# DHTML Menü öffnet Links im falschen Frame



## Fallek (18. September 2003)

Hallo @all,

wäre super wenn mir jemand helfen könnte, hab ne homepage in 3 frames unterteilt (oben, links und unten). in´s linke frame sollen die links welche ich als DHTML Menü darstellen wollte. klappt auch alles wunderbar, das einzige problem: hab versucht den ersten menü-button zu verlinken (news) - das ziel wird zwar geöffnet, leider aber ebenfalls im linken anstatt im rechten frame. kann ich auch hier mit "target" den frame bestimmen in dem das doc. geöffnet werden soll? wenn ja wo setze ich den befehl hin? hier mal der auszug vom quellcode:
(die 2. zeile hab ich selbst mal versucht zu ändern... 

Menu1=new Array("Menü","http://","",8,27,176);
  Menu1_1=new Array("News","news.html","",target="haupt",0,27,176);
  Menu1_2=new Array("Galerie","http://","",0,27,176);
  Menu1_3=new Array("Forum","http://","",0,27,176);
  Menu1_4=new Array("Links","http://","",0,27,176);
  Menu1_5=new Array("Jonas","http://","",0,27,176);
  Menu1_6=new Array("Witziges","http://","",0,27,176);
  Menu1_7=new Array("Tutorials","http://","",0,27,176);
  Menu1_8=new Array("Gästebuch","http://","",0,27,176);

anschauen könnt ihr euch die seite unter ]www.fallek



-----fallek-----


----------



## Gottox (19. September 2003)

Das bringt mir herzlich wenig... Du musst wenn den ganzen Code posten.
Und wenn keine möglichkeit gegeben ist, würde ich es auch lassen den Code zu editieren, Autoren sind da sehr empfindlich, jedenfalls beschwer ich mich immer, wenn ich irgendwo meine Scripts mit Copyright auf ner Seite editiert seh...

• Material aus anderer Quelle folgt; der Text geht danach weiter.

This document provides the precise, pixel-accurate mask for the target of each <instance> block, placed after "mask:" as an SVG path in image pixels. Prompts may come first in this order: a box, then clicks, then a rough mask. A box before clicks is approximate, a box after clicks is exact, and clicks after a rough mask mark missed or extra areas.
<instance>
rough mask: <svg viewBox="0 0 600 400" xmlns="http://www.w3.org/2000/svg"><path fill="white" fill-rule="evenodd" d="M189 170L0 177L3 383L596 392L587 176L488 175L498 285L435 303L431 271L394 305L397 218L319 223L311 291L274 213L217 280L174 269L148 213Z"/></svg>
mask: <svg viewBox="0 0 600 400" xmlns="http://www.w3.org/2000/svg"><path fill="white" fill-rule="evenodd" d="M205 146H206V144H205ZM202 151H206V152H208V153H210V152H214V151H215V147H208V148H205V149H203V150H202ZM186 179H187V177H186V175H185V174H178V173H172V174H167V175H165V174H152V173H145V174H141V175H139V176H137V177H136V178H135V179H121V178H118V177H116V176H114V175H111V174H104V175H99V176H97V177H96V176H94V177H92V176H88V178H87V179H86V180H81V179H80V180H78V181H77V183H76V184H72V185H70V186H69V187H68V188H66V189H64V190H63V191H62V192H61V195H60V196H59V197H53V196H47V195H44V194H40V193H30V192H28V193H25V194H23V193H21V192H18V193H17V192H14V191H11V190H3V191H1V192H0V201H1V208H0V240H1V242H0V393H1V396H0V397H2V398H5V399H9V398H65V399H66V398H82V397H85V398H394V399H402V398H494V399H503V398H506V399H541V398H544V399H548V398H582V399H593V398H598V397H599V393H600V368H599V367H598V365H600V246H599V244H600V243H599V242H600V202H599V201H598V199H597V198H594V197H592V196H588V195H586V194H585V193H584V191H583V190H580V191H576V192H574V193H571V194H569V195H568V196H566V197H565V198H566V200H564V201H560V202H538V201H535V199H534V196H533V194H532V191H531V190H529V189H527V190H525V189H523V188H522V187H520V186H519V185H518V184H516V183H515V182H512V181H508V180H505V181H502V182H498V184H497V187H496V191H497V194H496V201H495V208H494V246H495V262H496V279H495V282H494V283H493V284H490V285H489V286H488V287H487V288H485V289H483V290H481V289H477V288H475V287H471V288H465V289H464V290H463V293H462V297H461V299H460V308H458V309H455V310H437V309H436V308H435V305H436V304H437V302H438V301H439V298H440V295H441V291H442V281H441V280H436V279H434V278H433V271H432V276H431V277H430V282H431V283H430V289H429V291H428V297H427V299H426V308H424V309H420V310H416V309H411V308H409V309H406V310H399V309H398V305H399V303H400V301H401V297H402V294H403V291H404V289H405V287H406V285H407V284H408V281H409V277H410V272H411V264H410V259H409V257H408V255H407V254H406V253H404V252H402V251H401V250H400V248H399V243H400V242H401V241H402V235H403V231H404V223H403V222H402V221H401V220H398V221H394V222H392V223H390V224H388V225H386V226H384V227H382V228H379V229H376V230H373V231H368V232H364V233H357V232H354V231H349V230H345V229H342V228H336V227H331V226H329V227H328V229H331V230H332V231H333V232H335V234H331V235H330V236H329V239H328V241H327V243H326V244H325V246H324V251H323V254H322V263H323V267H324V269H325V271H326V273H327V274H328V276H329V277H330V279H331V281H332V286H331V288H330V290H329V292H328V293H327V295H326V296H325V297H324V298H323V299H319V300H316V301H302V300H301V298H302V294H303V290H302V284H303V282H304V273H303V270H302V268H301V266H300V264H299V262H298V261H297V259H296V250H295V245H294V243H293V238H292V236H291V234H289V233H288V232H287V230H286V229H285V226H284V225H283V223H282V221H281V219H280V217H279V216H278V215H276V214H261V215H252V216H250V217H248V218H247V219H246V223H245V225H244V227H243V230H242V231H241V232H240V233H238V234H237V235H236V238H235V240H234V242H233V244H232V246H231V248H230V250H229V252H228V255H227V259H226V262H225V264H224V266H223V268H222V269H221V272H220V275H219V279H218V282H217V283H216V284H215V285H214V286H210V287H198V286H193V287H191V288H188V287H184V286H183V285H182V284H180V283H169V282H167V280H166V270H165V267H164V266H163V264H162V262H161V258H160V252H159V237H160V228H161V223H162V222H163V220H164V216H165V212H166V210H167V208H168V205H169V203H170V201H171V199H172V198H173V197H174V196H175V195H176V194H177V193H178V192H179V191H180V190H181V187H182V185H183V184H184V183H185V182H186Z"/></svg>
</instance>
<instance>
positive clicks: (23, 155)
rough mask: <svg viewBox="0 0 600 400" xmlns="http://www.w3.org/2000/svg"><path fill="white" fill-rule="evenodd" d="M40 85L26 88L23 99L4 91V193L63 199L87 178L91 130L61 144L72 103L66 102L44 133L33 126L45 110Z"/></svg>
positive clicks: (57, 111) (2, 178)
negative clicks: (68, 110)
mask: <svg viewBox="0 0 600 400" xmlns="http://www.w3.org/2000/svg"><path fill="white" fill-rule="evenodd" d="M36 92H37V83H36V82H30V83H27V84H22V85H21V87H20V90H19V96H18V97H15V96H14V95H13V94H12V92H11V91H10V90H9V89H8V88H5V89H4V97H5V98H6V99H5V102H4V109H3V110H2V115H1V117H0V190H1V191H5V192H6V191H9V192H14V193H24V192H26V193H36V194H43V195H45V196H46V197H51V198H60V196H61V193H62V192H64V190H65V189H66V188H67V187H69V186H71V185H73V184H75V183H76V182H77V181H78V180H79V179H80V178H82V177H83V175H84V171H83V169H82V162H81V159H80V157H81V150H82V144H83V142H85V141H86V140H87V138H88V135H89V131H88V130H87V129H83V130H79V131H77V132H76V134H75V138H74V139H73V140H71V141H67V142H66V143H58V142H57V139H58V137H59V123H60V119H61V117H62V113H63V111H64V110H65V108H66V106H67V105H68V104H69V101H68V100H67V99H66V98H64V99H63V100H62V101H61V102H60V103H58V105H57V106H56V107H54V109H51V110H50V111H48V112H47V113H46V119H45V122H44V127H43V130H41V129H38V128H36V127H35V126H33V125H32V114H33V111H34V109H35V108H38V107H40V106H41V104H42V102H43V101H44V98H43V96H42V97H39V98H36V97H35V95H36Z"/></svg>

Mein Tipp: Such dir ein Menu, was das unterstützt.
Wenn du keins findest, notfalls kann ich auch schnell eins proggen. Bin sowieso dabei mir ne kleine Scriptdatenbank anzulegen... ICQ me...


----------



## Mark (19. September 2003)

Hi!

Also: grundsätzlich kannst Du nicht einfach einen Parameter anfügen.
Aber in der Zeile:
var DocTargetFrame='haupt';	// Frame where target documents appear
definierst Du ja Dein "Target"? Hat Dein Frameset denn ein Frame namens "haupt" ?


----------



## Fallek (22. September 2003)

hier mal n bischen mehr auszug, die komplette datei passt leider nich rein. aber ich glaub der untere teil ist auch unwichtig. hab mal wieder was rumprobiert - jetzt ist das menü anstatt im linken im rechten frame, wo ja eigentlich nur die links geöffnet werden sollen... definiert ist der frame "haupt" schon, allerdings im index.html. muss ich den in dieser datei auch noch def? kann ja eigentlich nicht sein weil sich das menü selbst zwischen den frames verschieben lässt wenn ich das bei den var zeilen ändere. HILFE 
Hab bei den zeilen hier was geändert, öffnet die frames aber immer nur auf der seite auf der auch das menü steht, anscheinend egal welche kombination.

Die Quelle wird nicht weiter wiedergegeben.